Section titles should use sentence case, e.g. Showing output from inline scripts, not Showing Output from Inline Scripts.

Do not use backtick-style (``thing``) or replacement (e.g. |Finesse|) formatting in titles as these do not render nicely in the sidebar. Instead you could consider using single quotes, e.g. “Logging via the Python ‘logging’ module”.

Code examples

Code examples should follow the same style <code_style> as Finesse itself.



Use an affirmative, succinct tone. Concise is better than verbose. Users typically don’t read whole pages of documentation but rather arrive at particular sections via links or search results.


Use of US English is preferred, for consistency with the Python documentation; however, refactoring existing text just for the sake of changing English forms is discouraged - focus your efforts on something more fruitful. As with the Python documentation, consistency within a page or section is more important than global consistency.

References to Finesse

Finesse 3 should be referred to in the documentation simply as Finesse. Explicit inclusion of version numbers should only be made when referring to or comparing differences in behaviour.

Core documentation should focus on explaining how Finesse 3 works, not how it’s different to other tools or previous versions. Discussions of differences between Finesse 2 and 3 should be kept in relevant sections. It’s fine however to include brief “see also” directives in Finesse 3 documentation pointing to such discussions.

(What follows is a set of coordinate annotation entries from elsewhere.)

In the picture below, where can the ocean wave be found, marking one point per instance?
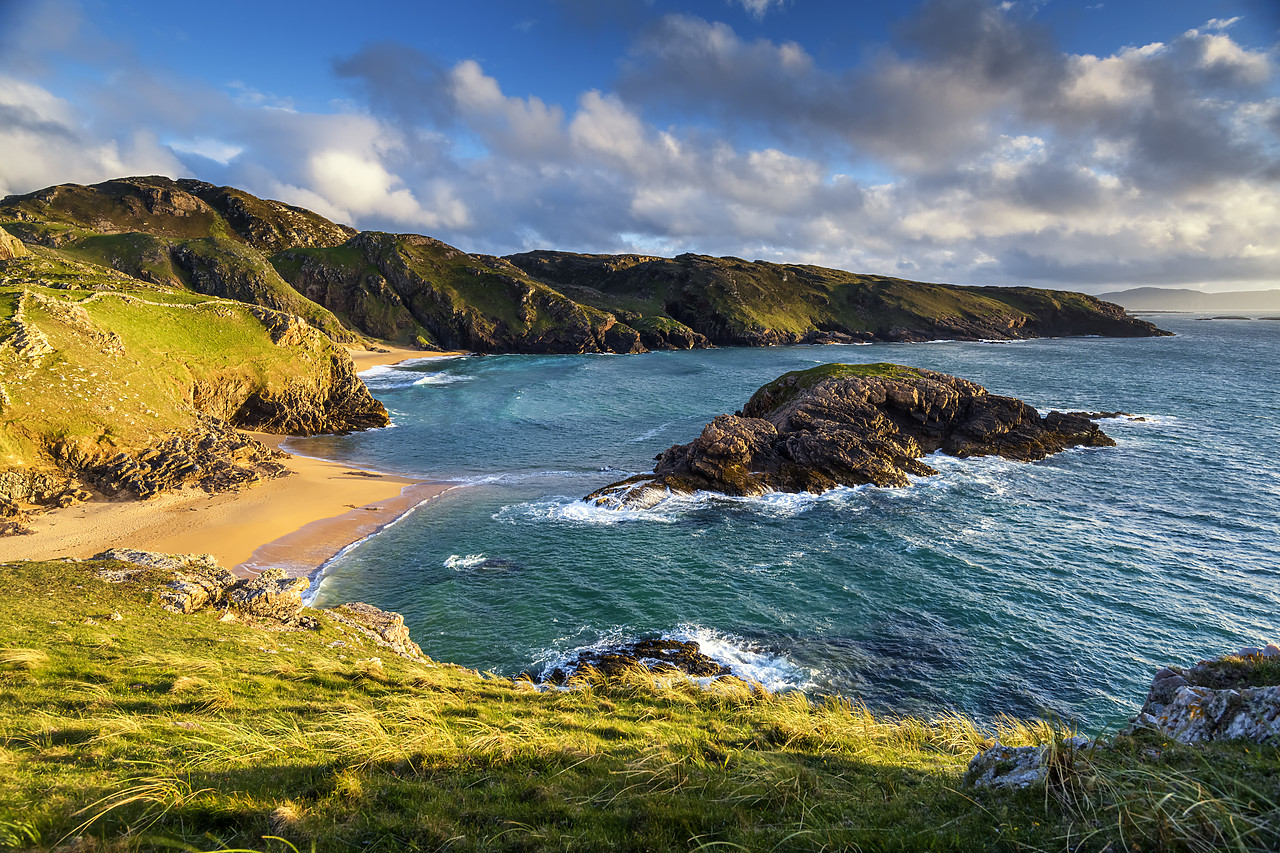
(440, 379)
(394, 377)
(652, 433)
(522, 477)
(469, 561)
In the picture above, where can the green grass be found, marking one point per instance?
(784, 389)
(156, 730)
(126, 359)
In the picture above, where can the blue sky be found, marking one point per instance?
(1083, 145)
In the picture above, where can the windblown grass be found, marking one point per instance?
(188, 733)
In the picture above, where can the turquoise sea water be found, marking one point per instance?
(1055, 587)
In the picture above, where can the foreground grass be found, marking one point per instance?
(164, 731)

Various Finesse-related terms have particular capitalisation conventions. Some are also defined as macros which format the text appropriately:

  • |Finesse|, not e.g. FINESSE

  • Pykat, not e.g. PyKat

  • KatScript, not e.g. kat script, katscript, or kat-script

Code examples

Write code examples using the same formatting rules as Finesse source code.

Prefer the use of .. code-block:: (provided by Sphinx) rather than .. code:: (provided by docutils).

Building the documentation

The documentation can be built using the Makefile provided within the docs directory. Run make with no arguments to print a list of available output formats. The most common output format is HTML, which can be produced with the command make html. Note that in order to compile the documentation certain extra dependencies are required. These are automatically installed when the project is installed in developer mode. If you wish to install just the dependencies required for building the documentation, you can use e.g. pip install -e .[docs].

In order to build the PDF docs (using make latexpdf), you must ensure that a comprehensive LaTeX package (such as texlive) and a program that provides the rsvg-convert tool are available on the system path.


There are some alternatives to rsvg-convert if this tool is not available, through they involve making some manual edits to the documentation’s settings in - see the documentation for sphinxcontrib-svg2pdfconverter for more information.

Linting tools

The doc8 package provides a command line tool to check documentation. Running doc8 from the project root directory will have it automatically pick up the line length setting defined in pyproject.toml. For instance, you can lint the whole documentation source with:

$ cd /path/to/finesse/git/project/  # The directory that contains pyproject.toml.
$ doc8 docs/source

This will print a list of files and their corresponding issues, if any.